Referring to fig. 12, fig. 12 is a schematic flowchart illustrating a model operating method according to another embodiment of the present application, where the model operating method specifically includes the following steps:

step S310: determining a network model to be optimized, wherein the network model to be optimized at least comprises a depth convolution module and a point-by-point convolution module which are sequentially connected.

In some embodiments, the network model to be optimized may be a neural network model obtained directly from the network side. In addition, the network model to be optimized may also be a neural network model obtained by optimizing the neural network model obtained from the network side. The optimization of the neural network model can be understood as operations of operator fusion (not operator fusion of the present application), network pruning, model quantization, network cutting and the like on the neural network model.

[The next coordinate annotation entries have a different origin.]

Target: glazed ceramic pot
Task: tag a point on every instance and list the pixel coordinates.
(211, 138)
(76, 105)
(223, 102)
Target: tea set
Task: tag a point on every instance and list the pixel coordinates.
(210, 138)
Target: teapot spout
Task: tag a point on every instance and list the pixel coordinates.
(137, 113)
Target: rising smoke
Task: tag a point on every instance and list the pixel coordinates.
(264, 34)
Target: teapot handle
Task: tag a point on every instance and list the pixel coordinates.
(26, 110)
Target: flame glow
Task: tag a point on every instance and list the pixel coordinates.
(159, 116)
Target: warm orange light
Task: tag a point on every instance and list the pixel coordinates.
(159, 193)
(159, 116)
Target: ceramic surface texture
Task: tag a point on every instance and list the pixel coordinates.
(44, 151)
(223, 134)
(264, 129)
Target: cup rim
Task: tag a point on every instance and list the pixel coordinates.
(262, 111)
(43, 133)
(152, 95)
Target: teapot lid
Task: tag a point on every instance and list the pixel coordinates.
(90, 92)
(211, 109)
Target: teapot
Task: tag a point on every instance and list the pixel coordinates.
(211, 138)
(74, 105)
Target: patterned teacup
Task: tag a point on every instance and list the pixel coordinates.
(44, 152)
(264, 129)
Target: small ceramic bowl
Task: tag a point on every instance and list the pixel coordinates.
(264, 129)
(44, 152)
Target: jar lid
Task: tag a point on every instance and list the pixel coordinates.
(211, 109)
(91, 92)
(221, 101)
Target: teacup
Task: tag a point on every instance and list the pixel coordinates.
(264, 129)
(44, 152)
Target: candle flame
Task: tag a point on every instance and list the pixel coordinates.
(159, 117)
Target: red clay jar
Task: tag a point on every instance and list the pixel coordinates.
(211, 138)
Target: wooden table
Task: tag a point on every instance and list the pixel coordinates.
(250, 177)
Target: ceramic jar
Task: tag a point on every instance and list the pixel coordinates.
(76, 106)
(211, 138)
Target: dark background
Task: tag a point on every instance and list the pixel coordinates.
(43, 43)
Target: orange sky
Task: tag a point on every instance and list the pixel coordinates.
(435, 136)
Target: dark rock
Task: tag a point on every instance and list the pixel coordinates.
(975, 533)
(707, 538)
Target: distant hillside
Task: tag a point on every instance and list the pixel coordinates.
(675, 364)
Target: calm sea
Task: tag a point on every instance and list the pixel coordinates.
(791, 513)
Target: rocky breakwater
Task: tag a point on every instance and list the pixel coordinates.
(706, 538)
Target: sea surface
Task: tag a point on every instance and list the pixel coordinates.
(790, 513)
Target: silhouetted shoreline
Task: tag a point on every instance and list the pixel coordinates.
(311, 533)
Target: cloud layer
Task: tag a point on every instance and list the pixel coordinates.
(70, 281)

In some embodiments, after the network model is obtained, it may be determined whether the network model meets the memory optimization condition of the present application. Specifically, referring to fig. 13, step S310 may include:

step S311: and traversing the network structure in the network model, and judging whether a depth convolution module and a point-by-point convolution module which are connected in sequence exist.

After the electronic device obtains the network model, the network model can be traversed according to a depth-first method to judge whether a depth convolution module and a point-by-point convolution module which are connected in sequence exist. Because in some embodiments, the depth-separable convolutional network structure includes a depth convolution module and a point-by-point convolution module that are connected in sequence, the network model can also be traversed in a depth-first manner to determine whether the depth-separable convolutional network structure exists. That is, if a Depthwise Convolution is found and then a Pointwise Convolution is found, it can be considered that there are sequentially connected depth Convolution modules and point-by-point Convolution modules, otherwise, the model is traversed until the end of the model.

Step S312: and when the depth convolution module and the point-by-point convolution module which are sequentially connected exist, taking the network model as the network model to be optimized.

It can be understood that if the network model has a deep convolution module and a point-by-point convolution module which are sequentially connected, the network model can be considered to be capable of performing the memory optimization of the application, that is, the network model is used as the network model to be optimized, and then the subsequent optimization process is performed.

Step S320: and fusing the depth convolution module and the point-by-point convolution module to obtain a fused target operator module.

Specifically, an operator is newly generated by fusing the deep convolution module and the point-by-point convolution module, and a fused target operator module is obtained and recorded as spconv (separable convention). In this case, the SPConv input requires two Convolution kernel inputs, namely, the Convolution kernel of the original Depthwise contribution and the Convolution kernel of the original Pointwise contribution, in addition to the original input data.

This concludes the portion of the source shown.